All of this is good fun, and feels like a very slight move towards something a bit less straight-faced from a series that has been predominantly focused on the "simulation" approach for some time. But it did also make me wonder about my old friend FIFA Street, the wonderfully arcadey cult hit from the Ronaldinho- and Rooney-infused era of the early 2000s. Surely EA must have thought about it?
"We're always talking about ideas," Rivera told me. "A lot of the features you see in the game are not a 'one-year thing' - literally right now we're discussing things three years from now. So we're always open to things, however at this point the only thing I can say is that Rush is basically our foundation for social play, for small-sided, for years to come." That may be a coy way of saying: it's probably come up, like all things would, but don't expect anything there any time soon.
"We are very confident that with Rush we are solving some of the problems, some of the feedback that we hear from people that used to play Clubs, or people that used to play Volta," he continued. "We hear, for example, with Clubs, what we see in the data [is] that most people prefer to play as an attacker or as an attacking midfielder - because you're closer to the ball, it makes sense, you want to score the goals."
On the flipside, he said, playing as a defender in 11v11 meant you had to take fewer risks with the ball - because losing it can mean conceding a goal. "So right away, we see that tendency of being more attacking… in Rush we're solving that, with the fact that there's no positions and you just need to rotate, you're always close to the action."

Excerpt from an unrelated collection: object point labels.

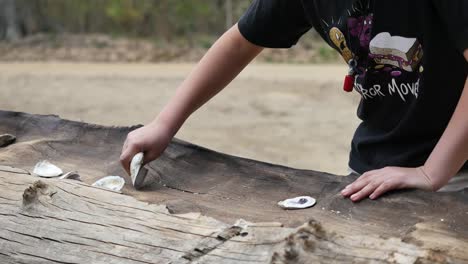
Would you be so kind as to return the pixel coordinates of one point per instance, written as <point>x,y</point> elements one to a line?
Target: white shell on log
<point>6,139</point>
<point>72,175</point>
<point>137,171</point>
<point>300,202</point>
<point>114,183</point>
<point>46,169</point>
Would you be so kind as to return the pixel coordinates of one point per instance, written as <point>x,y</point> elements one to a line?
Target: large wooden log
<point>64,221</point>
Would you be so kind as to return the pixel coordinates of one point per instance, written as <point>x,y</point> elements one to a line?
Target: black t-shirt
<point>410,67</point>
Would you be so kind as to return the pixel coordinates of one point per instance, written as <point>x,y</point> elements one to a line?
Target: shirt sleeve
<point>274,23</point>
<point>455,15</point>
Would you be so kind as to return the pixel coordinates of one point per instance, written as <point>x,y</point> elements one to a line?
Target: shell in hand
<point>137,171</point>
<point>46,169</point>
<point>114,183</point>
<point>300,202</point>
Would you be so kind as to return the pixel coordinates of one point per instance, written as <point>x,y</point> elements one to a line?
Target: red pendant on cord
<point>348,84</point>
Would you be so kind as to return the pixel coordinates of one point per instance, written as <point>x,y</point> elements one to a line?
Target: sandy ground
<point>294,115</point>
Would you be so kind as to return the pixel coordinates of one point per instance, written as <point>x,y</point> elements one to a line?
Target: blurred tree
<point>165,19</point>
<point>9,22</point>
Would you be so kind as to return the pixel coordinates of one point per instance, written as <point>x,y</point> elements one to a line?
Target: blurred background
<point>117,62</point>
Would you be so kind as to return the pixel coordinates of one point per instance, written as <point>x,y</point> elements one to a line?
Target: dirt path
<point>288,114</point>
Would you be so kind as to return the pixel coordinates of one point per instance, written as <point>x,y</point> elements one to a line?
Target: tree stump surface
<point>189,209</point>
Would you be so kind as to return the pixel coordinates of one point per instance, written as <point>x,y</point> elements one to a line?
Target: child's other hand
<point>151,139</point>
<point>374,183</point>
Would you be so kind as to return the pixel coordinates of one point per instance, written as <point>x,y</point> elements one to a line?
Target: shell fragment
<point>300,202</point>
<point>72,175</point>
<point>6,139</point>
<point>113,183</point>
<point>137,171</point>
<point>46,169</point>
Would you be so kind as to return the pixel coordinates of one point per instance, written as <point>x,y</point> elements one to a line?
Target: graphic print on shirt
<point>403,53</point>
<point>383,65</point>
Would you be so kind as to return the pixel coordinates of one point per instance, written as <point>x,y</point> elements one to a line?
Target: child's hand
<point>151,139</point>
<point>374,183</point>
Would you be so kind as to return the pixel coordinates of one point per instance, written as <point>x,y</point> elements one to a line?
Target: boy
<point>408,60</point>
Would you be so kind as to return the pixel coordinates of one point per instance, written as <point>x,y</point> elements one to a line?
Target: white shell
<point>114,183</point>
<point>300,202</point>
<point>46,169</point>
<point>72,175</point>
<point>137,171</point>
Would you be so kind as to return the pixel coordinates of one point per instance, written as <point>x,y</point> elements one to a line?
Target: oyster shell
<point>137,171</point>
<point>72,175</point>
<point>300,202</point>
<point>6,139</point>
<point>46,169</point>
<point>114,183</point>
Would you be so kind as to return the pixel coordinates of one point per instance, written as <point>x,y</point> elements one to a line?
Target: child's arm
<point>222,63</point>
<point>449,155</point>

At the same time, EA felt that the pitch for Volta was too small, requiring "a completely different approach to the mechanics of dribbling or shooting, and that really takes a lot of time, a lot of polish, to make it fun." The Rush pitch as a result is 230 percent larger than a Volta pitch, Riviera said, which in his words creates "a completely different experience."
Having played it, I would just about agree. Rush is snappier and more snackable, easier to dip into and out of for a more casual game when the concentration of a full-sized match feels like too much work, or when just a couple of friends are online. It's far more fluid, you're far more involved at all parts of the match, and importantly, it takes itself just a bit less seriously than Volta did. But it's still missing a bit of truly cartoonish action - because it's still no FIFA Street.
This preview is based on a trip to EA Sports in Vancouver. EA covered flights and accomodation.